A new study from Minneapolis-based credit score developer FICO finds that widespread credit limit cuts and account closures haven't punished consumer credit scores. Reductions in credit lines not triggered by increased risk hurt the scores of only 8.5 million consumers, typically by less than 20 points.
About 33 million credit cardholders saw their credit lines cut between April 2008 and April 2009. Most -- about 24 million -- didn't have any recent negative items in their credit reports that triggered the decrease. This group generally managed credit wisely, and had low account balances, a long credit history and few missed payments.
It's worth pointing out that a loss in available credit doesn't by itself hurt your FICO score. "Unlike some other bureau scores, FICO scores do not consider a consumer's available credit as a stand-alone characteristic for which a consumer might lose points if a lender were to reduce or close his/her account," the report states. Rather, the scoring formula considers the balances owed in relation to the available credit.
Having a lower limit or closed account can make you appear to be using more of your remaining available credit, though, and that can hurt your score.
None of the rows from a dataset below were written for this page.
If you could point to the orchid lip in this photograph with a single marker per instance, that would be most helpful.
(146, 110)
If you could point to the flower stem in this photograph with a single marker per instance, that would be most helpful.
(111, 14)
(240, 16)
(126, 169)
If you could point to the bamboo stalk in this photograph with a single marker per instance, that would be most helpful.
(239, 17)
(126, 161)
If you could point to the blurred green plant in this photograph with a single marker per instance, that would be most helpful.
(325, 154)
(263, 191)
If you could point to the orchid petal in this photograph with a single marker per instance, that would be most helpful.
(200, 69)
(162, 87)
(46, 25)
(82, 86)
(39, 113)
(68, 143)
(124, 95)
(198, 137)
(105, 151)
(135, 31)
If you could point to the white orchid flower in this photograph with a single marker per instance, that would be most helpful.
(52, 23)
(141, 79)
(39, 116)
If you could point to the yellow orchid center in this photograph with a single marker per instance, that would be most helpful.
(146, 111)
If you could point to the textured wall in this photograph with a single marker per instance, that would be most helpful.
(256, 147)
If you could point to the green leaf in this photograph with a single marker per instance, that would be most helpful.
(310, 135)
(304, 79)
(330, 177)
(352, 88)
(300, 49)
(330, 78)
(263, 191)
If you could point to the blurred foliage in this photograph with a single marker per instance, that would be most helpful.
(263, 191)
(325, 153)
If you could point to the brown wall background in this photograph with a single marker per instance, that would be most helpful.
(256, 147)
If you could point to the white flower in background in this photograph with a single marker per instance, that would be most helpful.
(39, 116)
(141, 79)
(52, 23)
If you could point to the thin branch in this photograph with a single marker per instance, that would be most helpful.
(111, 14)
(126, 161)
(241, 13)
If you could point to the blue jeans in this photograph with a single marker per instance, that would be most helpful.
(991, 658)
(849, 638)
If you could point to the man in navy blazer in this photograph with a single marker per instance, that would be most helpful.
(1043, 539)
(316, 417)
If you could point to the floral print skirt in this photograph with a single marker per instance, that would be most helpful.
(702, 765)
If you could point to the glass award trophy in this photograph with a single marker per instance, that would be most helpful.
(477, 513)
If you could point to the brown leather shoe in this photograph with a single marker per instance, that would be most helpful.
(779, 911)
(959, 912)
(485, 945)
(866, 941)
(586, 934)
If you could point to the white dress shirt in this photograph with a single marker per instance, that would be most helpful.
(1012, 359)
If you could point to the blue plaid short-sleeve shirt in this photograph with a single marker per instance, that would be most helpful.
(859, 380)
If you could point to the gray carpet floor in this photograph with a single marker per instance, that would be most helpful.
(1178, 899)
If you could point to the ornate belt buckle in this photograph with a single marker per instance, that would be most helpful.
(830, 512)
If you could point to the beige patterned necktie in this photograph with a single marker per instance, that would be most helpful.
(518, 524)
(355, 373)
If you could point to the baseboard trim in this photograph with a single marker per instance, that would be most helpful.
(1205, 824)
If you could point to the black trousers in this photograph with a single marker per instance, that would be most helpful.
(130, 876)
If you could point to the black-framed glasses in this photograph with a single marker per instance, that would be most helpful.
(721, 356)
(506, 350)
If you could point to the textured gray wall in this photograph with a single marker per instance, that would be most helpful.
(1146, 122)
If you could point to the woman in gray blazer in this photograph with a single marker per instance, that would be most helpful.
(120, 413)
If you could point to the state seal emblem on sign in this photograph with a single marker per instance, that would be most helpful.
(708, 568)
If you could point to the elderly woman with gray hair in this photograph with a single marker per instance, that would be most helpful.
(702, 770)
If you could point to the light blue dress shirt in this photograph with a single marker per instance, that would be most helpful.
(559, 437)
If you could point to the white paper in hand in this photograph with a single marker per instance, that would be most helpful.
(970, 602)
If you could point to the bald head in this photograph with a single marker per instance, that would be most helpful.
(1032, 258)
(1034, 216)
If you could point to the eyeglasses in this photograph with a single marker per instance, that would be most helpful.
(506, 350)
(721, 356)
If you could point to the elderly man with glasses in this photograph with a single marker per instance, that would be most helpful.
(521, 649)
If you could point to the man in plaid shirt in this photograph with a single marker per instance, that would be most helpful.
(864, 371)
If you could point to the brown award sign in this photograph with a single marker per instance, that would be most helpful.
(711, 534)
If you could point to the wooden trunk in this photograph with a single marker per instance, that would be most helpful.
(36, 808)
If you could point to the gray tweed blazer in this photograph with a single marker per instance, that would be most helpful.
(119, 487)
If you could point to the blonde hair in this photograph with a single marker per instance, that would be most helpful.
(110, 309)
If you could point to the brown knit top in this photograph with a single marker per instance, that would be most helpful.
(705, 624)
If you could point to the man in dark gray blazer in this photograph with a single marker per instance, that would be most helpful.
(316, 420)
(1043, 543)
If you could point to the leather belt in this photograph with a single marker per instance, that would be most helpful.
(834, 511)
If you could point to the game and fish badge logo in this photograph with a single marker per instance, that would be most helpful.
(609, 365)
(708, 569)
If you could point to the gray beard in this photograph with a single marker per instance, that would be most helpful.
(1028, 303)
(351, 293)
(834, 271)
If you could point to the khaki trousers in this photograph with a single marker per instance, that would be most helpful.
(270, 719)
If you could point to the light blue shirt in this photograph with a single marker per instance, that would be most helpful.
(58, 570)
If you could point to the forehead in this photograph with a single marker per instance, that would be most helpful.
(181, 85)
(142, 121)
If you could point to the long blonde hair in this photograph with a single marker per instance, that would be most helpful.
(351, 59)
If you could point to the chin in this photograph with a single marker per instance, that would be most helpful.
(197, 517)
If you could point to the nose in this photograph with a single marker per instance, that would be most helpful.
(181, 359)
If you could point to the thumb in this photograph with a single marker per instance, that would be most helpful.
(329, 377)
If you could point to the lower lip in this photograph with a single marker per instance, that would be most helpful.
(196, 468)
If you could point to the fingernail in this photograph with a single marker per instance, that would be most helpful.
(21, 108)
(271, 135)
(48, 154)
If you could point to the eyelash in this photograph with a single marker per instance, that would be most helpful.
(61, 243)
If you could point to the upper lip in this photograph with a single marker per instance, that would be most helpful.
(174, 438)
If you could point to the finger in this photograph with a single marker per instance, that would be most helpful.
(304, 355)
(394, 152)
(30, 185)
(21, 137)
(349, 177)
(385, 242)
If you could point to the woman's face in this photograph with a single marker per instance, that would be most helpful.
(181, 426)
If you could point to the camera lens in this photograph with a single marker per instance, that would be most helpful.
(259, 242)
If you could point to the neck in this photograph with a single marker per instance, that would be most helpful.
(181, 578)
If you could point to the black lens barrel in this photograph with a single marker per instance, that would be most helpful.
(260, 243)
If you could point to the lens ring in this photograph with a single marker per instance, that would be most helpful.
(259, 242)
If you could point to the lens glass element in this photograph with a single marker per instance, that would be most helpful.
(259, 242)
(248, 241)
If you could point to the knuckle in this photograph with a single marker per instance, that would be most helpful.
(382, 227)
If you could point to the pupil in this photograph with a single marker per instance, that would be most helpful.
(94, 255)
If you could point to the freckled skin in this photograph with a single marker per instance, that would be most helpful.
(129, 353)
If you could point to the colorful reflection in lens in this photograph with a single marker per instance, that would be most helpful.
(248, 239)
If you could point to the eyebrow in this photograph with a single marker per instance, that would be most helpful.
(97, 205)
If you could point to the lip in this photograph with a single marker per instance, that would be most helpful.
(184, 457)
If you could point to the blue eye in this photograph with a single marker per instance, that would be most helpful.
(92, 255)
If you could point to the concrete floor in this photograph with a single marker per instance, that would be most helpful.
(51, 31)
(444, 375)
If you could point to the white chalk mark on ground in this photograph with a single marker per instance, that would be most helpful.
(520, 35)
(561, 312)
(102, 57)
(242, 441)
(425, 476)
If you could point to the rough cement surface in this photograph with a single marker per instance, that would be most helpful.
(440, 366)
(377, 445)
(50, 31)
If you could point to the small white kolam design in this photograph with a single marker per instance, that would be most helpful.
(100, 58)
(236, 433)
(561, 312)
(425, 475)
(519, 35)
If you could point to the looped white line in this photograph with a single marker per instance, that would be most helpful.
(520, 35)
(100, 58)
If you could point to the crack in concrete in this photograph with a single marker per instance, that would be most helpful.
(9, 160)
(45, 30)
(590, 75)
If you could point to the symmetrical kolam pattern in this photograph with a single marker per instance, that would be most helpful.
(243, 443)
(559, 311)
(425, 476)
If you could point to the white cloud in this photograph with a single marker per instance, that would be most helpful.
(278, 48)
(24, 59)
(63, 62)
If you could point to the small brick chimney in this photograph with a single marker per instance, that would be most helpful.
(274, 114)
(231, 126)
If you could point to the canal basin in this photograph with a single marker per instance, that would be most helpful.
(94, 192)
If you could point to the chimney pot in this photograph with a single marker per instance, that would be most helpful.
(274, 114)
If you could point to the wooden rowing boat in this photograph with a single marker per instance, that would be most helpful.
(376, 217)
You can minimize the score damage by reducing account balances.
FICO general manager and vice president of scoring Robert Duque-Ribeiro pointed to conservative credit management as an explanation for the stability in scores.
"The findings from our study suggest that many people whose limits were reduced lowered their balances on other revolving accounts and in general managed their credit conservatively. These practices resulted in their ability to sustain or improve their scores despite reductions in their credit card limits," he stated in the company's press release.
As part of the same study FICO also looked at average score decreases for simulated credit limit reductions. Even when the credit limit was slashed by up to 50 percent of the original limit, a FICO score of 719 dropped only nine points. Consumers who had short credit histories, few accounts or "moderate" levels of utilization were more likely to see a bigger dip in their score.